Depuis le début des activités d’Omoana en Ouganda, j’ai croisé de nombreux destins d’enfants, hommes et femmes qui m’ont marqué par leur force, leur espoir ou leurs souffrances. Acteurs ou bénéficiaires de l’œuvre d’Omoana, ils ont fait vivre un engagement qui, au-delà des récoltes de fonds et des activités quotidiennes, reste avant tout humain.
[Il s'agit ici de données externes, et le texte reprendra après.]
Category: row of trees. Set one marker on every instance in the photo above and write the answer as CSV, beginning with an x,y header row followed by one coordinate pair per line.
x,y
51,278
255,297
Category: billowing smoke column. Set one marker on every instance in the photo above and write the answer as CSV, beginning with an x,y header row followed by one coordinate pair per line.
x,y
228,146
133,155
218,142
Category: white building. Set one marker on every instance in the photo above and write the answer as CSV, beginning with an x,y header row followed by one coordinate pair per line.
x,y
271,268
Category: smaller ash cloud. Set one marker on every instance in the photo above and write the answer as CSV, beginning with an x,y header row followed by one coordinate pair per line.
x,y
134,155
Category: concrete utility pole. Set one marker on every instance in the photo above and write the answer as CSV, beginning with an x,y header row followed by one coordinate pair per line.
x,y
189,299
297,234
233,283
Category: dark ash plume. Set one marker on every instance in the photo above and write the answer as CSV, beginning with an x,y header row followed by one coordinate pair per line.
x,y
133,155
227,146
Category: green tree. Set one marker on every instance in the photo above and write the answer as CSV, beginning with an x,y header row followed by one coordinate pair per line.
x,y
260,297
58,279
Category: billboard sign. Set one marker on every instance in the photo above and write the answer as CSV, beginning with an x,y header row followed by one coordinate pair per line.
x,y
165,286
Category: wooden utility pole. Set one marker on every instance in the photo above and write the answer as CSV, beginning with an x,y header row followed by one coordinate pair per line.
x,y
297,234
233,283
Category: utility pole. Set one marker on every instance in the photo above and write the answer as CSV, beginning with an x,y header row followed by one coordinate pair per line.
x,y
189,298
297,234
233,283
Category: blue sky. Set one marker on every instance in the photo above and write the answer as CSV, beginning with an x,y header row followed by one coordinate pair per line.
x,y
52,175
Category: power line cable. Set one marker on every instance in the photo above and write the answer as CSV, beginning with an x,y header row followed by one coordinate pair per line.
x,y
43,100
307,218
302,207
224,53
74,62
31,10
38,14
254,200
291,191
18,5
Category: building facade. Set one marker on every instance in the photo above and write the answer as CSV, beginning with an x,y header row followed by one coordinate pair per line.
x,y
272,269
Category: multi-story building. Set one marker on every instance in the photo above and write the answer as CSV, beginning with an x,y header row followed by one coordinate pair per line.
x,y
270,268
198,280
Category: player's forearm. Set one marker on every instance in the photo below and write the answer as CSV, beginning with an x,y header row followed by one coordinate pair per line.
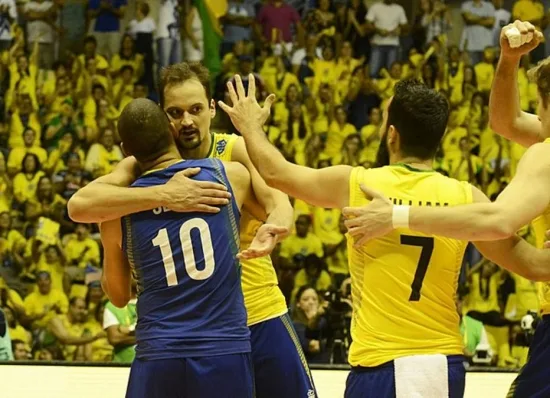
x,y
282,214
267,159
519,257
504,102
476,222
99,202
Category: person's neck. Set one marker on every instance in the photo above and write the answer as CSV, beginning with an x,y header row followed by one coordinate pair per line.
x,y
417,163
200,152
167,159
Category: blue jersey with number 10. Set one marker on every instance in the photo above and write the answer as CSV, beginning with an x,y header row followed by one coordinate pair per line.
x,y
190,302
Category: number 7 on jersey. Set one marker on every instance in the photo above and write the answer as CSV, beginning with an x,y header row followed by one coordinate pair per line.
x,y
427,245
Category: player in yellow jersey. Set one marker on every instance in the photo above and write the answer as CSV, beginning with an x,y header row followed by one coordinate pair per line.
x,y
280,369
405,325
527,197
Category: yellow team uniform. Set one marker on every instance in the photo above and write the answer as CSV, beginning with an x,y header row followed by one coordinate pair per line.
x,y
262,298
388,288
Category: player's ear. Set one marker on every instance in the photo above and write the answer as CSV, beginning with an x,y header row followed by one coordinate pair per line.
x,y
126,154
173,130
392,134
212,108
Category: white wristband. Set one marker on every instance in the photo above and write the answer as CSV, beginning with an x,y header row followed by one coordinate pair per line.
x,y
400,216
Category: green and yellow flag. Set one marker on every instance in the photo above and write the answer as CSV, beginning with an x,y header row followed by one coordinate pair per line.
x,y
210,12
Parmi les bénéficiaires d’Omoana, on compte des jeunes, orphelins, séropositifs ou anciens enfants soldats. De nombreuses fois, j’ai croisé leurs regards étonnés de tant de souffrance. Mais souvent aussi, j’ai été surpris des ressources qu’ils trouvaient en eux pour affronter l’adversité. Une incroyable foi en l’avenir a permis à notre première bénéficiaire, orpheline et victime de viol au sein de sa famille, de devenir maitresse d’école enfantine,et de transmettre son savoir avec dynamisme et gaité. Je pense aussi à la persévérance d’un ancien enfant soldat, ou d’un adolescent qui, à un certain stade, était atteint de la tuberculose, de la méningite, de malnutrition sévère, et en phase 4 du sida. Tous deux, actuellement en études, rejoindront l’université d’ici un ou deux ans. Ces enfants nous inspirent. Mais ce n’est que le début. Lorsqu’on leur demande ce qu’ils veulent devenir, la plupart souhaite devenir docteurs. Ils apporteront sans aucun doute leur contribution au développement de leur pays, et à l’humanité toute entière. Qui dit que nous n’avons pas parmi nos bénéficiaires un futur Nelson Mandela ?

Parmi ces enfants, certains n’ont pas eu l’occasion de montrer au monde ce qu’ils valaient. Je ne peux m’empêcher d’avoir une pensée émue pour eux. Ils sont souvent morts dans des souffrances atroces, que les discours sur la justice et l’égalité des droits ne peuvent être assez intenses pour décrire. Je me plais à penser qu’ils sont devenus des anges qui nous aident à combattre pour les droits de leurs frères et sœurs. Mais au souvenir de leur mort, une certaine rancœur ne parvient à disparaître, celle d’être conscient qu’aujourd’hui personne ne devrait mourir du sida ou de malnutrition. C’est la négligence avant tout, tant au niveau global que local, qui fait que ces enfants nous quittent ainsi. La tristesse aussi m’envahit, car je ne peux oublier les hurlements de douleurs de leurs proches, à la vision du corps sans vie de ces jeunes êtres.

Les efforts d’Omoana, de son comité, de ses partenaires et donateurs, et des familles des enfants restent essentiels pour offrir à ces derniers des perspectives d’un avenir durable. Parmi les 2,7 millions d’orphelins, les 130’000 enfants séropositifs et les 25’000 anciens enfants soldats que compte l’Ouganda, il y a avant tout des âmes humaines, bien plus que des statistiques. De nombreuses injustices se déroulent, certes dans des contrées lointaines, à plusieurs milliers de kilomètres. Mais elles se passent maintenant, à une époque où nous sommes tous potentiellement acteurs de changement. Cela nous rend donc responsables de faire de cette Terre un endroit où vivre ne doit pas être un privilège. Les histoires mentionnées dans cet article témoignent du fait que dans ce monde tout est envisageable. Fatou Diome a écrit « Dans la balance de la mondialisation, la tête d’un enfant du Tiers-Monde pèse moins lourd qu’un hamburger ». Il n’appartient qu’à nous de changer cet état de fait. Un sincère merci à tous les artisans de l’œuvre d’Omoana, qui, par leur soutien, ne se laissent pas aller au fatalisme.